Farmers are in a tough spot, said Parrish, because they need anywhere from three or four days to two weeks, in some cases, of dry weather before corn planting can begin. After May 10, crop yields steadily decline and June 5 is the deadline for planting corn. “Hopefully, we get a break at some point,” he said.
“It would take four days of drying,” said local farmer and Union Township Trustee John Slater. “We’re already behind the eight ball.” He said he usually has some planting done by this time of the season, but so far, none. “It never gets dry enough for long enough,” said Slater.

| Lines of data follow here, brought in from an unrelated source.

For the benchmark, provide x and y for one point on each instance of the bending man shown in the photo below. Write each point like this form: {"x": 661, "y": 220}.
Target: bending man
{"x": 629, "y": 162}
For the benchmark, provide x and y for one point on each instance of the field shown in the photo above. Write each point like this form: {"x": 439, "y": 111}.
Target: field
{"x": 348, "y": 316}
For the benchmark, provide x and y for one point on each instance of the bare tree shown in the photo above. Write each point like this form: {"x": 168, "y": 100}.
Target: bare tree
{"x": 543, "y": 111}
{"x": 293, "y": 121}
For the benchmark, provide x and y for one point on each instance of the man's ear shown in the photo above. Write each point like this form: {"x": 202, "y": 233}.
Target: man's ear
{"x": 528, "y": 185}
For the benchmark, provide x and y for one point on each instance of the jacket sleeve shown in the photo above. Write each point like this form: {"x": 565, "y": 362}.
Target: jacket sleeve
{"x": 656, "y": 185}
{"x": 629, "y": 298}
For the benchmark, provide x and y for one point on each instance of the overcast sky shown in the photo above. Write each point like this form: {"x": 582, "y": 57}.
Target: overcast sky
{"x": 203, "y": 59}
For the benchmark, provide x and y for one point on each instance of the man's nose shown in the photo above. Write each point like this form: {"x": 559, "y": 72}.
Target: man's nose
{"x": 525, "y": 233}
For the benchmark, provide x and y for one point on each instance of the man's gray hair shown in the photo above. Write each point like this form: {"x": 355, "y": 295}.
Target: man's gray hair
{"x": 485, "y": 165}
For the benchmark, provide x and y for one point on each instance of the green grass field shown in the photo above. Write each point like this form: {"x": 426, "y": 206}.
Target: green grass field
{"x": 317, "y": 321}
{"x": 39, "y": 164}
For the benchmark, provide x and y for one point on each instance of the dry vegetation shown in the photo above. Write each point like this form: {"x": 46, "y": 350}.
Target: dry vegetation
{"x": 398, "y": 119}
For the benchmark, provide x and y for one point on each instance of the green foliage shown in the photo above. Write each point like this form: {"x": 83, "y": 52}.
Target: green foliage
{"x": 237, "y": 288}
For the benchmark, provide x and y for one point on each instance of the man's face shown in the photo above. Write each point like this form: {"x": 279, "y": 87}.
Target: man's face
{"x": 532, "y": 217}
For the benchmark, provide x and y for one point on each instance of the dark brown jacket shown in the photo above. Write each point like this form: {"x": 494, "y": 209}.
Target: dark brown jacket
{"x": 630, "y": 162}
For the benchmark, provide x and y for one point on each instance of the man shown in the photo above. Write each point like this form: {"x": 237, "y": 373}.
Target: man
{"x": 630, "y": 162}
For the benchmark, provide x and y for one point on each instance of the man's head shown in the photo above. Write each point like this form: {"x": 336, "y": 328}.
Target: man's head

“We may see this weather continue into July,” said Joe Young, member at the Rushville based Young Crop Insurance Agency LLC. He’s having a lot of discussion with area farmers about their options, should the rain force them to plant late or not at all. “June 6 is the first day they can say they’re not planting,” said Young. He said farmers can choose not to plant, plant corn late and have a reduction in coverage, or plant soybeans, which have until June 20 to be planted. Young said most farmers are insured for $350 to $550 per acre, but it’s not cheap. “Premiums are up 40 percent because the price of corn in high,” he said. If corn isn’t planted soon, that price will rise even higher. Young said corn supplies are at a 30 year low.
Young said the local farmers he works with are generally optimistic they will be able to plant reasonably soon. “They can put in a lot of crops in a day,” he said. Young, who farms, said his grandfather had a favorite saying. “God gives you a time to plant,” he said. “You just don’t know when it is.”